Carlo Acutis

Carlo Acutis. Le garçon des miracles

Le 10 octobre, Carlo Acutis a été béatifié à Assise. La vie brève et intense du garçon amoureux de l’Eucharistie (et passionné par internet) continue de changer celle de nombreux autres. Qui suivent son chemin. De Tracce de septembre
Paola Ronconi

Antonio se réveille une nuit, assoiffé. Il prend de l’eau glacée, boit, mais en quelques instants, tout son sang va vers son estomac. Un vertige, il tombe sur la tête. Il restera à l’hôpital trois mois, essayant de réapprendre tout ce que son cerveau a oublié. Nous sommes en 2008, il a 15 ans, en pleine rébellion adolescente, mais là dans son lit d’hôpital, il prend un soir son chapelet en main, qui sait si ça ne l’aidera pas à recommencer à espérer en l’avenir. Il s’endort et rêve : un garçon avec un polo rouge lui dit de ne pas avoir peur, il guérira bientôt. Il lui demande aussi de continuer quelque chose qu’il a lui-même commencé. Et pour le faire, il l’accompagnera depuis le ciel. Un simple rêve curieux, si ce n’est qu’en l’espace d’une journée, il récupère toutes ses fonctions et sort de l’hôpital. Qui est ce garçon, il le comprendra seulement un mois plus tard, quand lui arrive par la poste un colis "promotionnel" avec des documents sur la vie d’un certain Carlo Acutis.

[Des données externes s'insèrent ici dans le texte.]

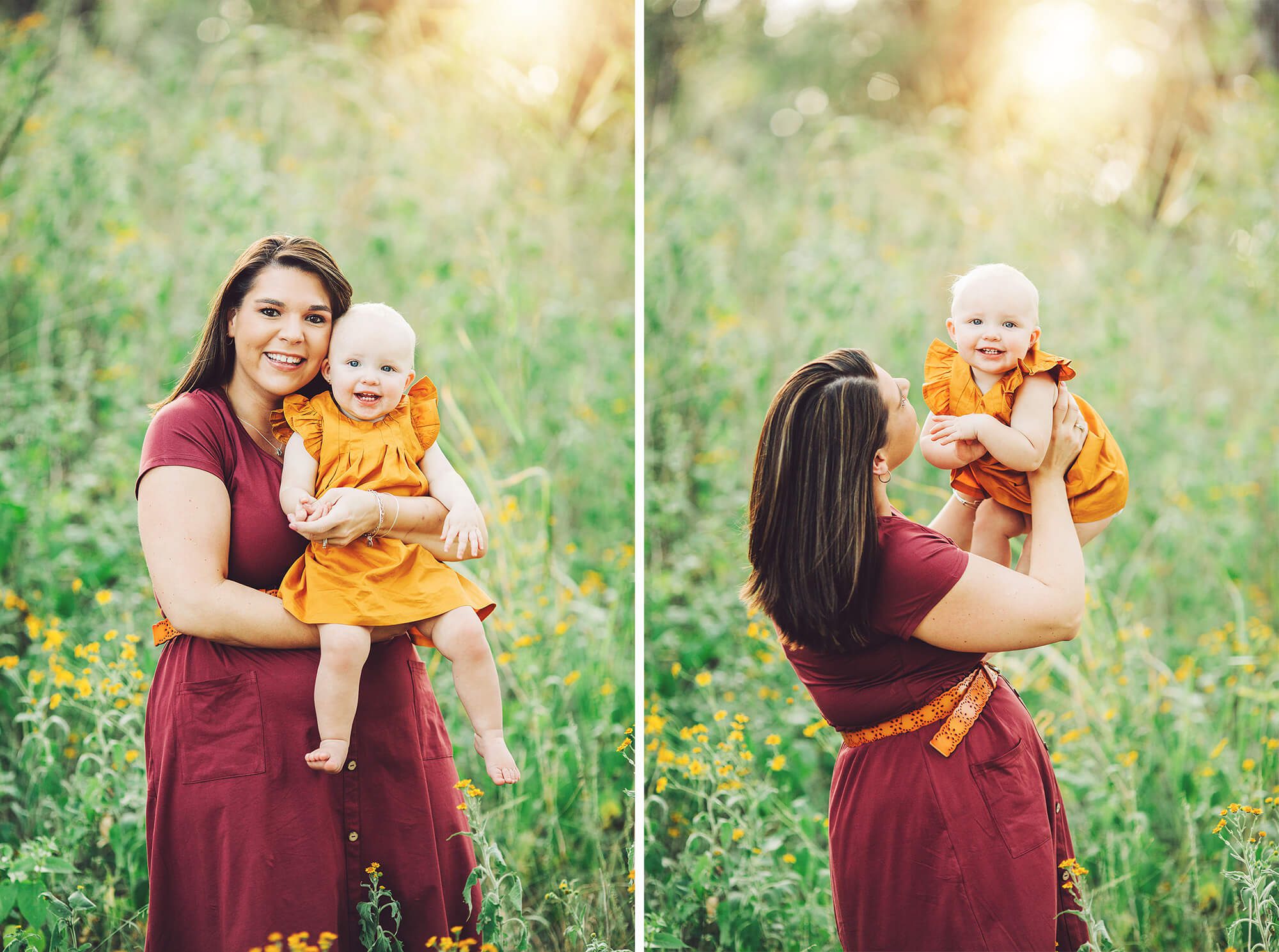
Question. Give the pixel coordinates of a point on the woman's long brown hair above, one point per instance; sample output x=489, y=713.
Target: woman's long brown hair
x=214, y=357
x=812, y=521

Flavio habite près de Todi. Pour son travail, il doit prendre contact avec une personne de Bastia Umbra. Il va sur Facebook. De nombreux profils apparaissent à partir du nom, mais alors qu’il cherche son client, une photo de profil le frappe : c’est un garçon. Il a un polo rouge, avec une inscription : "Eucharistie, autoroute pour le ciel". C'est étrange, le profil est celui d’une personne de soixante-dix ans … Il cherche dans les autres photos. Il découvre que ce garçon est enterré à Assise. Todi n’est pas loin. À deux reprises, il va au cimetière mais le trouve fermé. Ensuite, lui aussi fait un rêve : c’est le pape François qui rend justement visite à cette tombe. Et le jour suivant, le Souverain Pontife est vraiment à Assise. Flavio suit à la télévision. Le soir approchant, une pensée soudaine : réessayer au cimetière. Il arrive au coucher du soleil. Dans le ciel, un arc-en-ciel l’amène directement devant la tombe de Carlo. À soixante ans, après trente ans loin de la foi, Flavio éclate en sanglots libérateurs sur la dépouille mortelle de ce garçon qui est venu "le prendre" sur Facebook.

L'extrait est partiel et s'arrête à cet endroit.